I found this particular thread this morning. My student days were in Birmingham in the mid to late sixties, so after the comparative trials between the Fleetlines and the Atlanteans. It can’t have been just coincidence that they bought Fleetlines and very little else thereafter.

Pete Davies


17/01/17 – 06:56

I suspect decisions to buy Fleetlines rather than Atlanteans were much more often influenced by the availability of Gardner (high torque at low speed and fuel frugal) engines!

Geoff Pullin


Vehicle reminder shot for this posting


17/12/18 – 07:18

All the Atlanteans and Daimlers were fitted with a Semi Automatic gearbox by Self Changing Gears Co Ltd Coventry, they had nothing to do with Daimler other than supplying the gearbox, British Leyland bought the rights to this gearbox and fitted it to all the later BL buses as standard.

David


18/12/18 – 07:14

I assume David’s comment is in response to David Oldfield’s statement that the PDR1/2 and PDR1/3 Atlanteans had a Daimler gearbox.

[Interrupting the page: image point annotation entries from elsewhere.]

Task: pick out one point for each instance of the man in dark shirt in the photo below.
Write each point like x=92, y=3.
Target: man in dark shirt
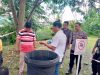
x=96, y=56
x=68, y=34
x=77, y=34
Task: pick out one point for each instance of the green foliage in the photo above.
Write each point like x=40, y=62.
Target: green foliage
x=44, y=34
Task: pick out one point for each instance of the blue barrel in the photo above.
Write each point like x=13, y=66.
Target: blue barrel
x=41, y=62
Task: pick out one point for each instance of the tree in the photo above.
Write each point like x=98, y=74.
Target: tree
x=20, y=8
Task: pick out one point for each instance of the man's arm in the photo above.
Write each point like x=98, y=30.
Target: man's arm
x=93, y=51
x=48, y=45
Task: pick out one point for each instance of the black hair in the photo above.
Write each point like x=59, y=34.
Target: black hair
x=28, y=24
x=78, y=23
x=66, y=22
x=57, y=24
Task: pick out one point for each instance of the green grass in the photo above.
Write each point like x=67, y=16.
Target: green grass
x=9, y=53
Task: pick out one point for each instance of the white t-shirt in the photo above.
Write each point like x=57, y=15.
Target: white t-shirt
x=59, y=41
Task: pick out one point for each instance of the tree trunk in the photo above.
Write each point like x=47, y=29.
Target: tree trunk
x=21, y=16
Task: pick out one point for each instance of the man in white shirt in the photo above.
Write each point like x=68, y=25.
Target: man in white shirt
x=58, y=43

When the PDR1/2 first appeared, no less an authority than Alan Townsin wrote: “The gearbox is a Daimler direct selection epicyclic unit, as fitted to the Fleetline, with concentric drive.” (British Double Deckers Since 1942, published 1965)
A later article in Commercial Motor magazine, describing the problems Nottingham Corporation had with their PDR1/2 Atlanteans, says: “This model, since dropped by Leyland, employed Daimler epicyclic gearboxes in place of the usual SelfChanging Gears epicyclic box, featuring an output drive on the same side as the input drive of the gearbox and thus facilitating the lower axle installation.